Eppure nessuno li riconosce davvero: sembrano tutti uguali.
Quando arrivano, senza un vero appuntamento, non si salutano tutti allo stesso modo. C’è chi fa pugno contro pugno e poi batte cinque, chi dà la mano senza stringerla, chi solleva appena il capo, senza parlare. Un contatto veloce, quasi distratto.
Gli occhi, invece, si incontrano poco: lo sguardo cade spesso sul telefono, tra storie, video e messaggi che scorrono senza fermarsi mai.
“Bro.”
“Fra.”
Due parole, sempre quelle, ma con significati che cambiano ogni volta. Un codice che capiscono solo loro. E forse è giusto così: è il loro linguaggio, il loro piccolo mondo chiuso, dove gli adulti non entrano.
A pochi metri da loro, dentro quel campo, altri ragazzi corrono davvero. Hanno maglie numerate, orari, regole. Si chiamano per nome, o con soprannomi affettuosi, si cercano con lo sguardo, sbagliano e riprovano.
Alcuni di quelli sulla panchina, ogni tanto, hanno fatto o fanno ancora parte di quel mondo. Si vede da come seguono il gioco senza volerlo, da come il piede scatta leggermente quando il pallone passa vicino alla rete.
A volte arrivano anche loro, le ragazze. Si avvicinano piano, come se quel gruppo fosse un confine da attraversare senza fare rumore. Cercano uno spazio, uno sguardo, una parola in più.
Alcune si vestono uguali tra loro, per non restare fuori: pantaloni elasticizzati, pancia scoperta anche quando l’aria punge, trucco pesante, unghie rifatte. Altre invece provano a distinguersi, ridono più forte, parlano di più, si muovono come per farsi notare.
Ma il risultato, spesso, è lo stesso.
Il gruppo le vede senza guardarle davvero.
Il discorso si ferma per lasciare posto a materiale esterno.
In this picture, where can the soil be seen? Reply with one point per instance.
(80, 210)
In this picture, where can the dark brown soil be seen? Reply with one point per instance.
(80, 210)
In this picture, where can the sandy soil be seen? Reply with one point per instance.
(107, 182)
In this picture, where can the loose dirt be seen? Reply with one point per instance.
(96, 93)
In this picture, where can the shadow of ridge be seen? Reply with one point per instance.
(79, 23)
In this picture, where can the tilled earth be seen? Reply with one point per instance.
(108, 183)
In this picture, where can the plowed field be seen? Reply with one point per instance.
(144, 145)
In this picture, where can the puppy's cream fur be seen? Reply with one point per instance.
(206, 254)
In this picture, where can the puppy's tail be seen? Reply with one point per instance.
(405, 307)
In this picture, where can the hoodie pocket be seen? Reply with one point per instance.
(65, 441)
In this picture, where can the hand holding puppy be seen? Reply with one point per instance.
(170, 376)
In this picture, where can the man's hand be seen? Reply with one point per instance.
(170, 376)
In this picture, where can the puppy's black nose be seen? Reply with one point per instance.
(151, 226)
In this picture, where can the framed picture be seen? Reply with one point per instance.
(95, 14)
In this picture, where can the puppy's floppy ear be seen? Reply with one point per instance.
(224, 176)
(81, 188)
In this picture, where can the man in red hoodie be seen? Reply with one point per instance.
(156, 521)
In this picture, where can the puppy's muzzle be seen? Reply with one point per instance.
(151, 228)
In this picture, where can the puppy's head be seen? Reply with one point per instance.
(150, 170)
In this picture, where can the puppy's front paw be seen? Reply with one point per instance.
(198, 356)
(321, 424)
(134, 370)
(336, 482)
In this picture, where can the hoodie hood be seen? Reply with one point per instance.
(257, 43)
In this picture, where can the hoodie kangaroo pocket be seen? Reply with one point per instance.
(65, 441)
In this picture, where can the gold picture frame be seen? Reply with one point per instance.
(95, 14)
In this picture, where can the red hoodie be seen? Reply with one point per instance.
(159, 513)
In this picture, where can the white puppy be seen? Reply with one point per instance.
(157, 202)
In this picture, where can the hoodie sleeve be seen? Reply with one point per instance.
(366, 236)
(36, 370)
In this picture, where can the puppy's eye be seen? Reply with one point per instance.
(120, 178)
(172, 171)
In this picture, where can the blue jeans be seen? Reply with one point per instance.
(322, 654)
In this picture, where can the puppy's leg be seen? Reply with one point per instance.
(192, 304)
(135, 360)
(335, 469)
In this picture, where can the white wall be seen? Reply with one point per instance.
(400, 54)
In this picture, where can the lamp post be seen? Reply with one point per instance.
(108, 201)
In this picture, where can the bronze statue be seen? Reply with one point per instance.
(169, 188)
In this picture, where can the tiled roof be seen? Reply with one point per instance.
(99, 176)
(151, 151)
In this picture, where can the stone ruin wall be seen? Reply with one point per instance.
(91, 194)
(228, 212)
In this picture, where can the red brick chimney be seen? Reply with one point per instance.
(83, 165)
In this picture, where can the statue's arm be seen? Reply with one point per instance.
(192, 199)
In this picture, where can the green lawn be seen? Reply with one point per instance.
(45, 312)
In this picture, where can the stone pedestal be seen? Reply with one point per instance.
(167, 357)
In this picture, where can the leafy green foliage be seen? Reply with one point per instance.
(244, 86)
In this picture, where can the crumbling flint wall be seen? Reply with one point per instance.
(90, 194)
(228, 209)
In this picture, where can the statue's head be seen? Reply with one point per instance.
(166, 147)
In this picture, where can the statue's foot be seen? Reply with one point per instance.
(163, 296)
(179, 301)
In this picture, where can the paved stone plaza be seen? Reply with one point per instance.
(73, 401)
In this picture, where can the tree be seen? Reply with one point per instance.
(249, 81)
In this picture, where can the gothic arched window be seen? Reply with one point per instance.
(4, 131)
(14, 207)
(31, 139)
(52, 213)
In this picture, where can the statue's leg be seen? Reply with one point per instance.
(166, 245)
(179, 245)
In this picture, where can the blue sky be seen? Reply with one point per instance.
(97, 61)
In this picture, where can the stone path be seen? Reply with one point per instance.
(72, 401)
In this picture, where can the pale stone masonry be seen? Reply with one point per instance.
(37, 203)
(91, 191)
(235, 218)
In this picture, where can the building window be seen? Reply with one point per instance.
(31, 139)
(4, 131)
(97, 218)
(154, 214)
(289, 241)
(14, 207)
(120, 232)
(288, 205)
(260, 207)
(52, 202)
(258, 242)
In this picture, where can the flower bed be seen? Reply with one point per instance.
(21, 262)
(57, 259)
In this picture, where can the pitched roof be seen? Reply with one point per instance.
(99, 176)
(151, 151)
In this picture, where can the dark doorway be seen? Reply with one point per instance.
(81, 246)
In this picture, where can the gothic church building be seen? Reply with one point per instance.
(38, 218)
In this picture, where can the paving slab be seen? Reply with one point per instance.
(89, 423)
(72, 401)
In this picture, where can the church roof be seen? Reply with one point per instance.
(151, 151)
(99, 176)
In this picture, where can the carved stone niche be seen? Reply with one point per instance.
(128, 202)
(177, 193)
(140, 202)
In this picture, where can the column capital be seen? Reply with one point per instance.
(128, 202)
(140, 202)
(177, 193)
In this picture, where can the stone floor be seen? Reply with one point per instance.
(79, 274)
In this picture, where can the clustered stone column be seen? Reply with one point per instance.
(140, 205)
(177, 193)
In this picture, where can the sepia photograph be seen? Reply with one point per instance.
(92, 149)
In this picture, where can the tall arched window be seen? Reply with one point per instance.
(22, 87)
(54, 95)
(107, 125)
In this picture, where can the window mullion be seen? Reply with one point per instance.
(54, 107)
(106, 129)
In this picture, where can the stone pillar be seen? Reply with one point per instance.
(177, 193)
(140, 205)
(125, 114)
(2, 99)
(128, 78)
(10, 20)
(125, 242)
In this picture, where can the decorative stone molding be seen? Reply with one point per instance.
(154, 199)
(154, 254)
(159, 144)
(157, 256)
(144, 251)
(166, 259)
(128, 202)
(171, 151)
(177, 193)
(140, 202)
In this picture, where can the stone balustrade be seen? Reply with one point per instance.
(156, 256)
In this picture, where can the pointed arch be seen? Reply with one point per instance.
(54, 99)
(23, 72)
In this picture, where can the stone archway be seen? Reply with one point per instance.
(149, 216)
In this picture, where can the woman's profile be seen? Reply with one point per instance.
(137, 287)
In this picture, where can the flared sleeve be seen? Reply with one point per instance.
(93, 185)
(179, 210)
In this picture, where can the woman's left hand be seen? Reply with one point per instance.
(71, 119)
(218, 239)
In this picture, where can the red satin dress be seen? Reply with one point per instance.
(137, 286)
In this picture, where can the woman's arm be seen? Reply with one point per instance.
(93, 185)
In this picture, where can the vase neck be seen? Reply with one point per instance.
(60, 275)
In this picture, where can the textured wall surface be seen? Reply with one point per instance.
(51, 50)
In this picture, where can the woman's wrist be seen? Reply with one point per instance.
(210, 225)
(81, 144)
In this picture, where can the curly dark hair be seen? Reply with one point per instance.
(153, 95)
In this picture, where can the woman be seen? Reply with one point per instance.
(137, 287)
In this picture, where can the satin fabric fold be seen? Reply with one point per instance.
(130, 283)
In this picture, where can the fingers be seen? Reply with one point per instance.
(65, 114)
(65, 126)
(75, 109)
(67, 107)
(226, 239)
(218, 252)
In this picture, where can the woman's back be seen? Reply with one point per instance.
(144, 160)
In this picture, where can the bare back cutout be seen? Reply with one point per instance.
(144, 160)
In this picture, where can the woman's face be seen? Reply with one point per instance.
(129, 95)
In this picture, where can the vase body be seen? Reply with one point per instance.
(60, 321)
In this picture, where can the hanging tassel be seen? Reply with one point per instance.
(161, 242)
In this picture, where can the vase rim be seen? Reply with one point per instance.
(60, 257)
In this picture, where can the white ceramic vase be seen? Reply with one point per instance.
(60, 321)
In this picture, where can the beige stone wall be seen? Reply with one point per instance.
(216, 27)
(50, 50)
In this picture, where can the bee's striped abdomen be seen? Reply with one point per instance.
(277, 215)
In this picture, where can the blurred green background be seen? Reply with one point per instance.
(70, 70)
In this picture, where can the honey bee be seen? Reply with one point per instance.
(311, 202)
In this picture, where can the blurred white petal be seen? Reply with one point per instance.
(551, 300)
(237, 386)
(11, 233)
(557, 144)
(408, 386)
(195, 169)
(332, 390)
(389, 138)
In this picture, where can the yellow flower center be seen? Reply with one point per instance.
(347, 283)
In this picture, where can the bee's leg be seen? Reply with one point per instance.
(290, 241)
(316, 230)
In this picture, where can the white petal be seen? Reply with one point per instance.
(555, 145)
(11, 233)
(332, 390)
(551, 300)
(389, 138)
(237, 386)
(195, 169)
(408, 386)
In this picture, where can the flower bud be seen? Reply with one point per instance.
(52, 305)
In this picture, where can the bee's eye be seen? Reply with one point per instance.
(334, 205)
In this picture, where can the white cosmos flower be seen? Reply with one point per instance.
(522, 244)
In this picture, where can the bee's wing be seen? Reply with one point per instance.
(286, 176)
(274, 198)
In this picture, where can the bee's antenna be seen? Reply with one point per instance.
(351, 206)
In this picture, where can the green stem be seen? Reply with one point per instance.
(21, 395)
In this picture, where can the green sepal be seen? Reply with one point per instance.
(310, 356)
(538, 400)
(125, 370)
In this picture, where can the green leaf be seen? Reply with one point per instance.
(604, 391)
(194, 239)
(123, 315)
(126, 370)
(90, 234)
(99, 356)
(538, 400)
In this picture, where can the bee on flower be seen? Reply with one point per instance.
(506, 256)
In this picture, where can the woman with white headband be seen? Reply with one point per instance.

I ragazzi continuano a scorrere i telefoni, a parlarsi a metà, a ridere tra loro. Qualche occhiata veloce, niente che resti. E quelle attenzioni che le ragazze cercano — uno sguardo che dica “Ti ho visto”, “Sei bella” — si perdono prima ancora di arrivare.
Passa qualcuno più grande, un uomo anziano, uno di quelli che non è abituato a questo modo di mostrarsi. Si gira, osserva, magari resta qualche secondo di troppo. Loro se ne accorgono, ma fanno finta di niente. Non è quello lo sguardo che vogliono.
Eppure, in quel gioco silenzioso di presenze e assenze, c’è qualcosa che resta sospeso.
I ragazzi fuori dalla rete, le partite dentro, le ragazze ai margini: mondi vicini che non si toccano davvero.
Qualcuno tira fuori la sigaretta elettronica e soffia nuvole leggere che si perdono nell’aria. Qualcun’altra sistema i capelli, controlla lo schermo nero del telefono come fosse uno specchio.
Chi gioca a calcio ha un passo diverso. Si vede. Ha un posto dove andare, degli orari, qualcuno che lo aspetta.
La strada, con lui, sembra avere meno presa. Non perché sia più forte, ma perché è meno solo.
Sono loro, in un certo senso, i pionieri del gruppo. Quelli che, senza dirlo, tracciano una possibilità: un modo per restare insieme senza perdersi.
Gli altri li seguono con lo sguardo, anche se fanno finta di niente.
Poi, per un attimo, qualcuno alza la testa dal telefono. Il pallone colpisce la rete proprio davanti a loro.
“Oh fra, giochiamo?”
E in quell’istante, fragile, in mezzo a tutto quel rumore silenzioso, tornano ad avere davvero quindici anni.